Et donc l'autre jour, je me suis demandé si j'avais des projets concrets à réaliser cette année. Et là paf, m'est apparue cette idée merveilleuse. Je ne l'explique pas trop, je suis artiste voyez vous, et en tant qu'artiste on a des flash de temps en temps, hé bien c'en était un. Et ce flash était une truite. Une truite qui débordait d'amour et de bonté, une truite symbole de la toute puissance humaine, une truite qui serait à la fois la vie et la mort, le passé et le futur, le temps... et l'espace.
Vous comprendrez bien que je ne parle pas d'une simple truite. Je parle de LA truite, celle qui est nue derrière sa cravate, celle à travers qui passe l'univers entier à chacun de ses mouvements, celle qui ressent tout, qui sait tout, qui vous connait et lit dans vos pensée avant même que vous ne les ayez eues, celle qui, celle de, celle pour. Celle qui a des poils sous les nageoires, là d'où transpire la toute puissance, dont chaque goûte équivaut à 2000 soleils fusionnés en un point précis.
Oui, parce qu'il faut aussi préciser que la truite de l'apocalypse est dans un groupe de slam, qu'elle écrit de la poésie, et qu'elle rap trop comme une guedin. Mais ça, c'est sa vie privée, je ne m'en soucie que fort peu, seul l'entité qu'est la truite en tant qu'elle même compte véritablement.

Chapitre 2.
Mais revenons-en à nos projets, car de cette truite je vais faire une statue, au minimum 10 mètres de haut elle fera.
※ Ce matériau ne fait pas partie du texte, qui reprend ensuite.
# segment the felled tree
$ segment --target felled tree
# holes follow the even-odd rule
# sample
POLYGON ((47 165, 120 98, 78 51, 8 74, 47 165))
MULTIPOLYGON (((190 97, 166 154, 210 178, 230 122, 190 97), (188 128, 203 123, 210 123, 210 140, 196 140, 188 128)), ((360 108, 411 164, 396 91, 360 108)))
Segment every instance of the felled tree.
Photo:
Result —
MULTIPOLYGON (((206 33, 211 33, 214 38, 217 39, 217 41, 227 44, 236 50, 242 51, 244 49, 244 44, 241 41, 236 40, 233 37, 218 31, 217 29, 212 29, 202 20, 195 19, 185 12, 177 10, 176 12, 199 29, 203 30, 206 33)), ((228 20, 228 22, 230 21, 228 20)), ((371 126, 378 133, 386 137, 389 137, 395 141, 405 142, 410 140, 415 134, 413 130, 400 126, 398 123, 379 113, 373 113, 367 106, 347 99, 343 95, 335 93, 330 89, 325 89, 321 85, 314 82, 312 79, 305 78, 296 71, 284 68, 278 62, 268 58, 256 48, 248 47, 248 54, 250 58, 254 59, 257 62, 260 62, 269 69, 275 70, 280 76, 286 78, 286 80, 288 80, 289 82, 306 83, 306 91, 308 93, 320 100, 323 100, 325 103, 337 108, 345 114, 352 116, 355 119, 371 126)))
Je la ferai tout en chocolat, la matière la plus représentative du bonheur intensif concentré, et si belle qu'elle sera que chaque homme chaque femme voudront se frotter contre elle, sentir sa présence contre sa peau, se délecter de son odeur et de la sensation du chocolat éternellement sculpté par mes mains fondre contre leur peau. Et je ferai payer chacun de ces moments qu'ils voudront passer à ses côtés une modique somme, mais qui accumulées me feront une fortune colossale. Et je m'achèterai alors un manoir pour y vivre pour l'éternité, entouré de mon bel argent, croulant sous les pierres précieuses et les tableaux des plus grands maîtres.

Chapitre 3.
Et j'étais alors riche et puissant. Et un soir, couché sous ma couette, les paupières fermées, j'eu une surprise tout à fait inattendue. En effet, la mère de Matexime (la Truite), se dénommant Genechristeviève (une poulpe blond qui mange des carottes avec des bottes), vint me rendre visite. Nous étions le soir de Noël, et, enfoncé dans l'avarice la plus totale, et je n'eu offert aucun cadeau à mes proches ni daigner donner le moindre jour de congé au moindre de mes travailleurs.  Elle m'annonça alors "Passeront cette nuit trois esprits, du passé du présent et du futur. Tu dois payer pour tes défauts Minusc, TU DOIS PAYER!!". Et dans un nuage de fumée elle disparu. De suite, je couru dans mon placard me procurer mon flingue à spectre, et emprisonna un par un chacun de mes visiteurs, amusés par leurs regards horrifiés. Mais, comme venu de nul part, un ami à moi vint me rendre visite le lendemain, et libéra les trois fantômes de la prison dans laquelle je les avais placé. Ils fusionnèrent soudainement pour devenir une fée magique, qui lui offrit de grands pouvoirs magiques (entre autres celui de faire des cacas bleus.)

FIN.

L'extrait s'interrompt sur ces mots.